I recently received an inquiry from a researcher in the Netherlands , Morly Frishman, who was trying to track down the origin of a purported projection that by 2020 one in four Europeans would be Muslim. I quote part of the note with his permission:
This is what my question concerns. As you may know, one of the issues taken by the Dutch politician Geert Wilders is the present and future of Muslims in Europe (or, as he puts it, the "Islamization of Europe"). In this context, Wilders quotes a 'study by the University of San Diego', according to which "a staggering 25 percent of the population in Europe will be Muslim just 12 years from now." Wilders does not provide more information regarding this study, which makes it difficult to trace. Other sources seem to refer to the same study, attributing it to a 'Jan Wax' (see e.g. http://www.mediareviewnet.com/index2.php?option=com_content&do_pdf=1&id=302; or otherwise, see
Since the San Diego State University International Population Center, which I direct, has produced various estimates of the Muslim population in the world that have been published by US News and World Report as well as CNN, it is certainly possible that someone associated my name with Muslim population figures. However, I have never suggested, and I have never seen anyone else in academics suggest, that Muslims could account for 25 percent of Europe's population by 2020. Our estimates suggest that as of 2009 (the most recent date for which we have data), the 18 million Muslims living in the European Union account for about 5 percent of the total population. Even if we include Russia and Turkey in our definition of Europe, Muslims account for only 18 percent of the population and it is impossible to imagine that the figure could rise to 25 percent by 2020.

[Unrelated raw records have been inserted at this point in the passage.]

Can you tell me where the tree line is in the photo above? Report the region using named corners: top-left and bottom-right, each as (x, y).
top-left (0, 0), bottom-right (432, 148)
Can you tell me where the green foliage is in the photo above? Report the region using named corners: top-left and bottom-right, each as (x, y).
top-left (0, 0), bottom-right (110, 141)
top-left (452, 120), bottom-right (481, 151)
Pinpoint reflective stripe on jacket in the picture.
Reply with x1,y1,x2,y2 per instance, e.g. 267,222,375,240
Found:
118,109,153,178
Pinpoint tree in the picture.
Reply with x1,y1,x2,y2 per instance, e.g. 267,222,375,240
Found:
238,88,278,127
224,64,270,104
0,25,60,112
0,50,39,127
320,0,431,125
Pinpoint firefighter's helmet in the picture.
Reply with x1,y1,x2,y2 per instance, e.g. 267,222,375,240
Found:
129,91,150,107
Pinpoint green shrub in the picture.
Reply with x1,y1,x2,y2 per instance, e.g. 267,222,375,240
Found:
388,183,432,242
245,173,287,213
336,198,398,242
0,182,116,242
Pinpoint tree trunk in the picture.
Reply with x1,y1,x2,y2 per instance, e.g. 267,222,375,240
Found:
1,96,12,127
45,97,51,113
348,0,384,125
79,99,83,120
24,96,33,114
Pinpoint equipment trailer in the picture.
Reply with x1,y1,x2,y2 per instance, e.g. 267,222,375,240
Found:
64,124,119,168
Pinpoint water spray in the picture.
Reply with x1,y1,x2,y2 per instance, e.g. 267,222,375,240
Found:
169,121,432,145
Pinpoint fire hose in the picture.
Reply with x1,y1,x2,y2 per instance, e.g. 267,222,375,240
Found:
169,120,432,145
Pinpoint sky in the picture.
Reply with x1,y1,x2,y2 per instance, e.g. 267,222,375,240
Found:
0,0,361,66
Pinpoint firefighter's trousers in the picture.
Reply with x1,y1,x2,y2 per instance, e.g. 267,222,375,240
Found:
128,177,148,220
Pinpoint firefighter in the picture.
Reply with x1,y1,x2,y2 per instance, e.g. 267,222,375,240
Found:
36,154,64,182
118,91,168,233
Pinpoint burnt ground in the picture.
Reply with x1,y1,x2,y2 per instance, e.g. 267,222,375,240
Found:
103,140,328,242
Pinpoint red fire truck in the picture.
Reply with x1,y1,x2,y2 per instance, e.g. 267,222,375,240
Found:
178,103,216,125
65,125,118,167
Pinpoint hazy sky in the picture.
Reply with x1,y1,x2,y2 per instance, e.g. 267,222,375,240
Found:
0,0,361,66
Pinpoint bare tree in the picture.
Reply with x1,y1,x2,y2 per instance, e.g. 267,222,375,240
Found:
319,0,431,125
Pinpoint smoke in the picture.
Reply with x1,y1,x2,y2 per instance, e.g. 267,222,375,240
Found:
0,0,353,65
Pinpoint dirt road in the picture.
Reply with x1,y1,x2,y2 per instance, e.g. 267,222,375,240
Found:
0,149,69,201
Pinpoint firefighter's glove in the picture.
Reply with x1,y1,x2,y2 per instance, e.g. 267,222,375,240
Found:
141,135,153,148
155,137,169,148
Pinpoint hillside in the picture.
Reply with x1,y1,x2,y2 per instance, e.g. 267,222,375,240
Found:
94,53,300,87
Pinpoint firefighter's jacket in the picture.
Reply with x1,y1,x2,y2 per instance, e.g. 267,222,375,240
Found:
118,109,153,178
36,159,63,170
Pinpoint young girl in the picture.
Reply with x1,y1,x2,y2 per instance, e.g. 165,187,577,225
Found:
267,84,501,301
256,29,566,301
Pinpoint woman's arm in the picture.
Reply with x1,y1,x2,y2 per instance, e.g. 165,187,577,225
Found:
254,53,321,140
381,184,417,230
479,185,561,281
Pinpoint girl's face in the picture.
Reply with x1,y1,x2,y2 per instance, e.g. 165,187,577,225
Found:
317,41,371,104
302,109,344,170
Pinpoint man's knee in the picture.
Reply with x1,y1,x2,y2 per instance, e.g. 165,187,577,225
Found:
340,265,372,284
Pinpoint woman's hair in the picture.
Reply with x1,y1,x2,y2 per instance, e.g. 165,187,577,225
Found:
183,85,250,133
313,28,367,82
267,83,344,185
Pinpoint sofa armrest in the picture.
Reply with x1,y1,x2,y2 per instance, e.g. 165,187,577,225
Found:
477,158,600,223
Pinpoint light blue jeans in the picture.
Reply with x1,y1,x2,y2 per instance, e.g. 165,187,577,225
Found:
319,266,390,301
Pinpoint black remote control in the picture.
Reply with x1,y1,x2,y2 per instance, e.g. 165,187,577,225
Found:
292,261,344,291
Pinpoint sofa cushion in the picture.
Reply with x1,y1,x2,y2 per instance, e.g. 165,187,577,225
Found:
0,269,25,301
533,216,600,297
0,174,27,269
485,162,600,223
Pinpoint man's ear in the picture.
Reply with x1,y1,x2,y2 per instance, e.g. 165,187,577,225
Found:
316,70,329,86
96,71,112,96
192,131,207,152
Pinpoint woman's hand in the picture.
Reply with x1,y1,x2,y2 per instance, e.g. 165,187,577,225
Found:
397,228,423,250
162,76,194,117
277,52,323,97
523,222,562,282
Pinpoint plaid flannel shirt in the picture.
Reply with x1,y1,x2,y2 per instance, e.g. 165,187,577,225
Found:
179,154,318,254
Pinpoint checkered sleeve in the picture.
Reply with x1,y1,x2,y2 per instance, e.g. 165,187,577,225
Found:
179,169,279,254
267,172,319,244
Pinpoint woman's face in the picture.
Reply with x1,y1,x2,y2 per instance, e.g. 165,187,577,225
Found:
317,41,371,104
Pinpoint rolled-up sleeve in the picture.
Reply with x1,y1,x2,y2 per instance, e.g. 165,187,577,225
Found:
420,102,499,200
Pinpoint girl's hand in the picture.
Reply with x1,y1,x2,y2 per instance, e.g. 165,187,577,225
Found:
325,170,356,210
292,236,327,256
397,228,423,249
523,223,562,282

My own Google searches suggest that the origin of the misinformation might have been an article published in 2006 by Peter Jenkins at Penn State University ("Demographics, Religion, and the Future of Europe," Orbis , 50(3):519-539, Summer 2006), in which he disputes Bernard Lewis's suggestion that Europe could have a Muslim majority by 2100 by arguing instead that
A Muslim population of around 25 percent by 2100 is more probable—a historically striking statistic, with enormous political implications, but nothing like a majority.(p. 533)
Even this comment, though, does not make a projection for the year 2020, but rather a date 80 years beyond that--2100. I do mention in my text that an estimated one in four humans globally is Muslim, but that is a far cry from suggesting that by 2020 one in four Europeans will be Muslim.
This whole case of misinformation is a reminder that there is an enormous amount of information on the internet, but we must all be very careful about "reliable sources," as the founder of Wikipedia keeps saying.